Five California cities have won a lawsuit against the state over SB 9, a law passed in 2021 that effectively abolished single family zoning statewide.

A Los Angeles County judge has ruled that the California law abolishing single-family zoning across the state is unconstitutional. Passed in 2021, SB 9 allowed single-family homeowners to split their lots in two and build a home on each or convert their homes to duplexes, regardless of local zoning. The ruling means SB 9 now cannot be applied in any of the five Southern California cities — Redondo Beach, Carson, Torrance, Whittier, and Del Mar — that sued the state, and the judge is expected to produce a ruling next month that will strike down the law statewide, reports Kate Talerico for the Marin Independent Journal.
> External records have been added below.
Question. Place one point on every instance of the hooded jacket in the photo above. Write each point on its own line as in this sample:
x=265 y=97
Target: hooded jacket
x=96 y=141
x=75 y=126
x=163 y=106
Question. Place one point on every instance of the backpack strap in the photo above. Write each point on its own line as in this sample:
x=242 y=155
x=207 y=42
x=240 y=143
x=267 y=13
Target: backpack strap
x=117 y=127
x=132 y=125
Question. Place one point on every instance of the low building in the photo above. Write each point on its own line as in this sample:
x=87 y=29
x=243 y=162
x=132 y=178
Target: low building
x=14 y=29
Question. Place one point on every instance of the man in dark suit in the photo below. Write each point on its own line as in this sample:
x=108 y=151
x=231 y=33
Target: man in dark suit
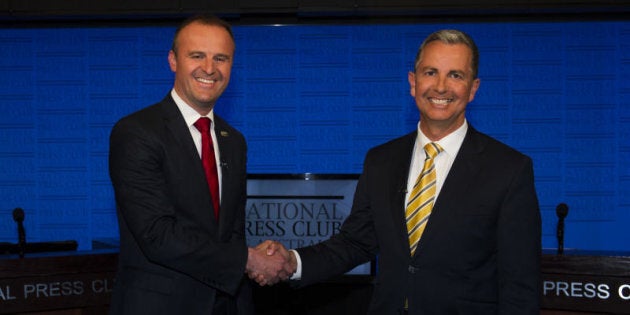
x=481 y=246
x=182 y=249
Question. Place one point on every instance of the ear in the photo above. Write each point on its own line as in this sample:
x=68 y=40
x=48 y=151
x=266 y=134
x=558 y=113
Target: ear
x=473 y=89
x=412 y=83
x=172 y=60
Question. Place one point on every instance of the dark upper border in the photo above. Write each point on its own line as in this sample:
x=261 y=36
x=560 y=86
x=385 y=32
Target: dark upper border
x=95 y=12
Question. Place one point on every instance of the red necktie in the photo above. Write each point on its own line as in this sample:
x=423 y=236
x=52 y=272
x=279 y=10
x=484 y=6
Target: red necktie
x=209 y=161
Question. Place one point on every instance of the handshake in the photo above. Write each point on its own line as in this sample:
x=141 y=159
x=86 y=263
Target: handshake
x=270 y=262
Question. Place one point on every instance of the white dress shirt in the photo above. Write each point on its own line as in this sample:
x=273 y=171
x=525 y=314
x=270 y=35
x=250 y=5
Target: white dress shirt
x=443 y=162
x=191 y=116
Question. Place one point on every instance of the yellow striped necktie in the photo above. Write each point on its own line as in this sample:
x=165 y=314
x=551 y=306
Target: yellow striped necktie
x=422 y=196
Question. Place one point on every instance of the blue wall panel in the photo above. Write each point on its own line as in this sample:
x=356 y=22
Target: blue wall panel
x=314 y=99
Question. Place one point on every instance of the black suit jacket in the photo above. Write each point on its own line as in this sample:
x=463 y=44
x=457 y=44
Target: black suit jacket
x=174 y=256
x=480 y=251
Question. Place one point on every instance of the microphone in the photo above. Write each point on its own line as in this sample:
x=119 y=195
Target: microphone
x=18 y=217
x=561 y=211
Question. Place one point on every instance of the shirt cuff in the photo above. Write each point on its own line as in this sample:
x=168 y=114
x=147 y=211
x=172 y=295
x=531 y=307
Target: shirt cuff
x=297 y=275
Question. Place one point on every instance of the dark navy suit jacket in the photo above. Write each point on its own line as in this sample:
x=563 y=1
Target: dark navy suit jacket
x=480 y=251
x=174 y=255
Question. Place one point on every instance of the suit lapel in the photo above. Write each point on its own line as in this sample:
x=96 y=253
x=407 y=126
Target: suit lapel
x=460 y=177
x=400 y=163
x=226 y=152
x=176 y=126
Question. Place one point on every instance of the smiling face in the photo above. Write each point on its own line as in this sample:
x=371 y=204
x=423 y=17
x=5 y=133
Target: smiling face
x=202 y=64
x=442 y=85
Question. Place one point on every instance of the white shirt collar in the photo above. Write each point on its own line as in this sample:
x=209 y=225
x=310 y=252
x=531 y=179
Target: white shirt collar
x=190 y=115
x=451 y=143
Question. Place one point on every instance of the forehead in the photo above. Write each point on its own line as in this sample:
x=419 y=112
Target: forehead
x=442 y=54
x=207 y=38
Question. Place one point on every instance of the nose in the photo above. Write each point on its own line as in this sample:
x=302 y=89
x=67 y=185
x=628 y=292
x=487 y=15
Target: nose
x=209 y=66
x=440 y=84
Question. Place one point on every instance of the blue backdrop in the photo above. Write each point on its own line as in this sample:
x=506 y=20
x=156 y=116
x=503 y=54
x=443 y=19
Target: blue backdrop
x=313 y=99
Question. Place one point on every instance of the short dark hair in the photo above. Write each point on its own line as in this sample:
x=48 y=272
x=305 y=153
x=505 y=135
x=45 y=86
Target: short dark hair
x=452 y=37
x=205 y=19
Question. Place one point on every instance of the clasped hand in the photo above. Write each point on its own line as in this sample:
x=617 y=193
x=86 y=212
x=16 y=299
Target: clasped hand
x=269 y=263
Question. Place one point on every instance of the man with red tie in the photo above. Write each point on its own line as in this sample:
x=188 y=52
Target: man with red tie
x=179 y=177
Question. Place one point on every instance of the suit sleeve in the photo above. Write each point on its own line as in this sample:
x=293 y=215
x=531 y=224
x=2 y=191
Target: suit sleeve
x=161 y=218
x=519 y=246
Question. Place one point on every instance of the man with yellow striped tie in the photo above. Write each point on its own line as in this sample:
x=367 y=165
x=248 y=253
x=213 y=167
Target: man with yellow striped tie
x=450 y=213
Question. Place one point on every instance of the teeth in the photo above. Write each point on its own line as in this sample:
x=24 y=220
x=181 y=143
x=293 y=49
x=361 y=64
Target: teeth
x=202 y=80
x=440 y=101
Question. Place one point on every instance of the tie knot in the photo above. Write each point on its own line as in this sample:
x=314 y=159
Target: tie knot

“At the heart of the case is local authority and what gives the state the right to interfere. In California, the constitution requires that state laws impeding cities’ local control must demonstrate a reasonable relationship between the legislature’s stated intention and the design of the law,” Talerico writes. The stated intention for SB 9 was improving housing affordability, but the judge ruled that the legislature’s intention doesn’t match up with the design of the law because the law doesn’t require any of the resulting units to be priced below market rate.
Advocates for local authority over land use and zoning consider the ruling a big win. Housing advocates say the judge’s definition of housing affordability was extremely narrow. Talerico reports that a simple clean-up bill to SB 9, like the one proposed in the legislature last year, could “render the Los Angeles court’s decision moot.”